Eddie Maher was working as a security guard when he stole the van containing £1.2m

A man who spent almost 20 years on the run in the US has been jailed for five years for stealing a security van containing £1.2m in Suffolk.

Eddie Maher, 57, had been wanted by police since the Securicor van he was driving disappeared from outside Lloyds Bank, Felixstowe, on 22 January 1993.

He was arrested in Missouri in February 2012.

Maher, originally of South Woodham Ferrers, Essex, entered a last-minute guilty plea at Southwark Crown Court.

On the day of the theft he had been on a delivery run with colleague Peter Bunn, who was responsible for carrying cash from the van to the bank.

Van 'disappeared'

Prosecutor Richard Southern QC said: "Mr Bunn recalls that when they arrived in Felixstowe the bank was not open and he had to wait a while.

"Once inside he was delayed and tried to contact Mr Maher to tell him.

Image caption,

The money was stolen from a security van outside Lloyds Bank in Felixstowe

"He could not make contact but was not at that point concerned because the radio signal was variable.

"It was not until he came out of the bank that he found the van had disappeared."

It is thought Maher drove the van to nearby Landguard Point where he got into its secure area and loaded about 30 sacks of cash into a stolen getaway vehicle.

He used false identities while on the run and built a new life in the US.

At the time of his arrest on 9 February 2012, he was working as a cable engineer in Missouri.

'Found on Google'

David Nathan QC, mitigating, said: "It does take a degree of courage to face up to an offence as old as this."

He added: "An extraordinary aspect of this case is Mr Maher's daughter-in-law had originally been the partner of his son Lee's best friend.

"Lee won a lot of money on the lottery and she left her partner to marry Lee.
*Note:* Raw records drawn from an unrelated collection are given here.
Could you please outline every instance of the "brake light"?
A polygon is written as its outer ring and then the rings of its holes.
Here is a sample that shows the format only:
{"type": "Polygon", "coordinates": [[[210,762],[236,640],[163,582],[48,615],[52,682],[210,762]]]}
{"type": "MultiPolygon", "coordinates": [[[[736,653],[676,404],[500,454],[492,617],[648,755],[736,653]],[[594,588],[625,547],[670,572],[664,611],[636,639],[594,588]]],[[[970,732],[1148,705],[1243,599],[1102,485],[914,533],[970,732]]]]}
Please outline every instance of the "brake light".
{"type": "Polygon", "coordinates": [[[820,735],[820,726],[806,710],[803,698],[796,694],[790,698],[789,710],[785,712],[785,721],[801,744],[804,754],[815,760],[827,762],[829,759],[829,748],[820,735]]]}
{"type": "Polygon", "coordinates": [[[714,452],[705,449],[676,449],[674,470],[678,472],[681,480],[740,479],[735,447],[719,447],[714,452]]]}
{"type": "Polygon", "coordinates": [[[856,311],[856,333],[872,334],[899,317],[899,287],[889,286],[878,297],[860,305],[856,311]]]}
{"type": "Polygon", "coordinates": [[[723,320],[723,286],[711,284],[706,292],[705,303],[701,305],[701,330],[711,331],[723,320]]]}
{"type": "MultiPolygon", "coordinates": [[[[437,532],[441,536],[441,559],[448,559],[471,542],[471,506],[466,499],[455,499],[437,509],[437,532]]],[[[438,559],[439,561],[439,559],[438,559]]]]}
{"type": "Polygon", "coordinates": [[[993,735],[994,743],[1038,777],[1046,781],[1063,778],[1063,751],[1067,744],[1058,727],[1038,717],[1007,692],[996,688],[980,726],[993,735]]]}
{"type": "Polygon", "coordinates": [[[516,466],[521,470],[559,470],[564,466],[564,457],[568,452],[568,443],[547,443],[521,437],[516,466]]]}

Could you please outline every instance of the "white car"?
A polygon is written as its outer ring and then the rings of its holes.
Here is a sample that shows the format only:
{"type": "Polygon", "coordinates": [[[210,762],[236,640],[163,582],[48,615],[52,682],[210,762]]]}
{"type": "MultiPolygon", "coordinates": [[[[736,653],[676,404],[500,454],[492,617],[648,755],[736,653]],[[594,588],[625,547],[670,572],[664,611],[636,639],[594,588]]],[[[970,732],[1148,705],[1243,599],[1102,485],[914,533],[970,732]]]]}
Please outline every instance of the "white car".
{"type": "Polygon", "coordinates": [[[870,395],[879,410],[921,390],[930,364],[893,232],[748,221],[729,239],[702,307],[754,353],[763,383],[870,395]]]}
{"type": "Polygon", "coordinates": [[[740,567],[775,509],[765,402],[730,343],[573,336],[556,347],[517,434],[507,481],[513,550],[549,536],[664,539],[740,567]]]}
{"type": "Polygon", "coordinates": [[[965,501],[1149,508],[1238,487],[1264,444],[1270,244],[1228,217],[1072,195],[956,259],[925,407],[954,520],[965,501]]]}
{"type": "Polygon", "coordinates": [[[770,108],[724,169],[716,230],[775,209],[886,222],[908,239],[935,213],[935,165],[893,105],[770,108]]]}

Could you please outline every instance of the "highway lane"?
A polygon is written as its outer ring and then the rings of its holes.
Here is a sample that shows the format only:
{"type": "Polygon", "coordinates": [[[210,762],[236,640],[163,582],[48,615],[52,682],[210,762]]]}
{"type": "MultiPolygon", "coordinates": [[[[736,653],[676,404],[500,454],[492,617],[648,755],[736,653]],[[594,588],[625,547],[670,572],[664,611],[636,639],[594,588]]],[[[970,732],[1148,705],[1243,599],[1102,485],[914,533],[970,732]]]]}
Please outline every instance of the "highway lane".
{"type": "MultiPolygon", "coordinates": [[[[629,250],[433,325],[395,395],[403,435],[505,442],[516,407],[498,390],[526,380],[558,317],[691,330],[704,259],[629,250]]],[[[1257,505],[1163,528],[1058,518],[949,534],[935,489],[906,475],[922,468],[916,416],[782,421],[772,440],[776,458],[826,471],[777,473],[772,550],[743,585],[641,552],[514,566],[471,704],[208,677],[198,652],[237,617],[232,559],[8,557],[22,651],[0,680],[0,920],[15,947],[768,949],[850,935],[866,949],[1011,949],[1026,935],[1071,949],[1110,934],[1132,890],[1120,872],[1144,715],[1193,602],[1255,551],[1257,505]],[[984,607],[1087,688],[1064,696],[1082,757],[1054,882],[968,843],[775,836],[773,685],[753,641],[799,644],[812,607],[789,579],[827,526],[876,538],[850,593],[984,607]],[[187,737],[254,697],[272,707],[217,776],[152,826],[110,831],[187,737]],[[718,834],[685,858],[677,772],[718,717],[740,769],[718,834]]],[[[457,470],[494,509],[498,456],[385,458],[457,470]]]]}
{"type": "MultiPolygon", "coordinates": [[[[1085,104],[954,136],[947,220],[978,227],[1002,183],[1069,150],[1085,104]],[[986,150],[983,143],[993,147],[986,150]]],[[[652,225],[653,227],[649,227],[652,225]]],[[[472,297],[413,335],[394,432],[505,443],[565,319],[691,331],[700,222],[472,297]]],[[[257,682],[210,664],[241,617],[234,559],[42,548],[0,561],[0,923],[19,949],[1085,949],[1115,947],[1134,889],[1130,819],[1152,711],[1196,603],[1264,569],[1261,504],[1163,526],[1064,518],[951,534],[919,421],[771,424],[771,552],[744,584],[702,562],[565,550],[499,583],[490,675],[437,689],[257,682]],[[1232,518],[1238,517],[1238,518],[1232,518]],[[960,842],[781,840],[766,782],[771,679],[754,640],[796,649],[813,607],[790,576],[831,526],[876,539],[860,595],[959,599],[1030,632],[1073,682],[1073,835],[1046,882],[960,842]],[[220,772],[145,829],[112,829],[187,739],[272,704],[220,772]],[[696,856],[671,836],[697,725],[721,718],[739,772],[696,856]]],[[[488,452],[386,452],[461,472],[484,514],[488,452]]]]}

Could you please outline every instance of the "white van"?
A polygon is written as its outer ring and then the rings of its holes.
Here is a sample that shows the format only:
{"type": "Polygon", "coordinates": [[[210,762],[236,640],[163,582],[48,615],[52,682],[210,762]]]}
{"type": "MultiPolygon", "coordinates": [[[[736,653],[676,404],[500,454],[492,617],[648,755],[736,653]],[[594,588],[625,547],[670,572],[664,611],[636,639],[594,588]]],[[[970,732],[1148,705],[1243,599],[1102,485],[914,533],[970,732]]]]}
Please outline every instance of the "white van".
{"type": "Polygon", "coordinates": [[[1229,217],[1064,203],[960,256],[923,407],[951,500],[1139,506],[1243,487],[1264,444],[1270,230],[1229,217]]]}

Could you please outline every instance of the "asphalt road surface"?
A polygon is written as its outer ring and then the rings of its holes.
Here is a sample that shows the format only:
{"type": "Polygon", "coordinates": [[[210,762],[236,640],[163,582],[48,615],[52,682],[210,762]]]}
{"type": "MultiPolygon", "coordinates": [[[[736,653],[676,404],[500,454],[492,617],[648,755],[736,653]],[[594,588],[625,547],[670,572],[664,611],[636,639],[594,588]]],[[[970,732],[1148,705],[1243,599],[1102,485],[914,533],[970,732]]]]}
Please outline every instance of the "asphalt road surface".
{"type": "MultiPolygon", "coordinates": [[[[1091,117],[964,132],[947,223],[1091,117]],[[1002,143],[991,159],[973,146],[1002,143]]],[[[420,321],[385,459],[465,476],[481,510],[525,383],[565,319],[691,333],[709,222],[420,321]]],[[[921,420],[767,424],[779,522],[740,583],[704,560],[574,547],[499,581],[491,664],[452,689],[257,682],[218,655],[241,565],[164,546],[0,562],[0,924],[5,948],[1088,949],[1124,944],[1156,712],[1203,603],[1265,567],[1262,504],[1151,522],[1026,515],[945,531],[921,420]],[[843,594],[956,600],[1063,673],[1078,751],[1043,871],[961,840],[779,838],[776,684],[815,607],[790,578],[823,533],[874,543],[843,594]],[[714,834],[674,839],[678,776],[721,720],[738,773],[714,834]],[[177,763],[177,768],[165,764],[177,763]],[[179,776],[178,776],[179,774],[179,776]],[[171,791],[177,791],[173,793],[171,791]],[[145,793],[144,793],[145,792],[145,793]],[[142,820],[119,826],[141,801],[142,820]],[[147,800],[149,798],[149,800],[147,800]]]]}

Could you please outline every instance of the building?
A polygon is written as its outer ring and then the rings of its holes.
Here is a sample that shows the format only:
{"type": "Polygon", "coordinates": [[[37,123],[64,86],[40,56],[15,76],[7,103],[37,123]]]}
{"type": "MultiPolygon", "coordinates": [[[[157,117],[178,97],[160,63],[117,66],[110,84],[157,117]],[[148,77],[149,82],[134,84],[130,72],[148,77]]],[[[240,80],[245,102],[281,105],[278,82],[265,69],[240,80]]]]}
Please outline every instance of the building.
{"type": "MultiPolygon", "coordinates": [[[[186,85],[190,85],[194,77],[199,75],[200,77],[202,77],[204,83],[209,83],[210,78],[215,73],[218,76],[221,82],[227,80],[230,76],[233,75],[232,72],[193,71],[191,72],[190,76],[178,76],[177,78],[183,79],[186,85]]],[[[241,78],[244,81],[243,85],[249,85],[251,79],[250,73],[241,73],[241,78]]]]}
"When the money ran out, she did a little research on Google on the name Maher and found out he was wanted for the theft back in 1993.

"She heard that there was a reward and she went to the federal authorities."

He added that shortly before his arrest, Maher had visited a local police station to bail Lee King out after he was arrested for a motoring offence.

"He was told by one of the local officers that there was a rumour he was wanted for an offence in the UK," Mr Nathan added.

"He took the children and his partner to a hotel, no doubt with the intention of fleeing but thought better of it.

"He took his younger son to school and then was arrested the following day."

'Looking over shoulder'

Speaking outside court, Det Insp David Giles, from Suffolk Police, said: "Maher said he was forced to carry out this crime and that he only got a small amount of money from it.

"He never named the people who he claimed forced him into it and never put forward a credible story.

"We have succeeded in proving that he profited substantially from the theft and was a key player in the planning and execution of it.

"Since his arrest, he has displayed no remorse for what he did - but I get the impression he has spent 20 years looking over his shoulder and hoping the law would not catch up with him."

Maher's partner, Deborah Brett, 47; Maher's sister Margaret Francis, 64, and a 54-year-old man, from Woodford Green, east London, are all on bail after being arrested on suspicion of conspiracy to commit theft.